I Corps commander details unit's successes in Afghanistan
December 1, 2011
JOINT BASE LEWIS-MCCHORD, Wash. -- I Corps Soldiers are playing a vital role in securing Afghanistan and helping the Afghan people take control of their country, I Corps Commanding General and International Security Assistance Force Joint Command Commander Lt. Gen. Mike Scaparrotti told local mayors and retired military leaders at Joint Base Lewis-McChord Nov. 22.
Scaparrotti is currently in Afghanistan leading the fight against the Taliban and Haqqani Network, and is proud of how well I Corps Soldiers are doing, he told the retirees and civic leaders during a breakfast video teleconference.

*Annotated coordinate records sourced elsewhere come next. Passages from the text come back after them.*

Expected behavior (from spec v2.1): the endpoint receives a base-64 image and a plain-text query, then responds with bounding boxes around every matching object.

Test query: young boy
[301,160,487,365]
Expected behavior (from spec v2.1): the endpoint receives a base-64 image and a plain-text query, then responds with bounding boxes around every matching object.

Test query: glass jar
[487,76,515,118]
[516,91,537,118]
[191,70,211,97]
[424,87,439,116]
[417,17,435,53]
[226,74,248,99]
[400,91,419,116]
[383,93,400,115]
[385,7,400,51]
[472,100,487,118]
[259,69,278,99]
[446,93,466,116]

More than 450 I Corps Soldiers are deployed to Afghanistan in support of the ISAF Joint Command mission, which is part of a 33-nation NATO coalition force.
"You can be proud of the I Corps Soldiers," Scaparrotti said, "as they are making a difference here. It's a trained element that came in and we've really made a difference here in theater."

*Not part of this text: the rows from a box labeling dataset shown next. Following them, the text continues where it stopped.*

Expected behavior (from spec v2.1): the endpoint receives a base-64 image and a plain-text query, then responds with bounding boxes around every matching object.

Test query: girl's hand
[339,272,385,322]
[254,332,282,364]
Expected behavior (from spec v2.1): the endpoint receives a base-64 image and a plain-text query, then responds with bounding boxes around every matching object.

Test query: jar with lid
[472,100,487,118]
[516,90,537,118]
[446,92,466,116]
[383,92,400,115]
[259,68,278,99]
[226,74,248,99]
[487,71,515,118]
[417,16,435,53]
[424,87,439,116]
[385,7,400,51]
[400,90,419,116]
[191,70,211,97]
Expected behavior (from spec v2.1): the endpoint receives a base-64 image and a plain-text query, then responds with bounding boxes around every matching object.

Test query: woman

Much of that difference is visible today as a result of the coalition's 10-year efforts to improve Afghanistan's services and infrastructure.
• 85 percent of Afghans have basic health care within an hour of their homes., up from 8 percent in 2001.
• In 2003, nearly a million children went to school, predominantly boys. Today, more than 9 million boys and girls attend classes.
• There are more than 26,000 miles of paved roads in the country; 10 years ago, there were none.
• Eight years ago, few Afghans owned televisions and the country had no private TV stations. Today, there are 75 privately owned commercial TV stations.
While these successes attest to the determined counterinsurgency efforts by both coalition and Afghan forces, the fight against the Taliban will continue, Scaparrotti said.
"We are going to be relentless in our pursuit of the enemy," he said. "They like to take a break in the winter, but we aren't going to allow that."
A coalition security force captured a Haqqani Network leader Dec. during an operation in Afghanistan's Khost Province, military officials reported. No matter where the enemy hides, the coalition's strong relationship with the Afghan police and security forces will endure, even past the withdrawal date of 2014, he said.
"The Afghan people are behind us," Scaparrotti said, "and our survey shows that well over 95 percent of these people don't want the Taliban running their government. Look at what the Afghan people say, that progress has been made in this country, and I can assure you we can get this done."
Scaparrotti has traveled around the country visiting servicemembers. He recently went on patrol with a U.S. Army company in southern Afghanistan down a road that two weeks earlier had led into the Taliban's heartland. Now, it is controlled exclusively by coalition and Afghan forces.
"This is a complex fight ... but I'm confident that we have the plan to do it and I'm confident in our Afghan partners," he said.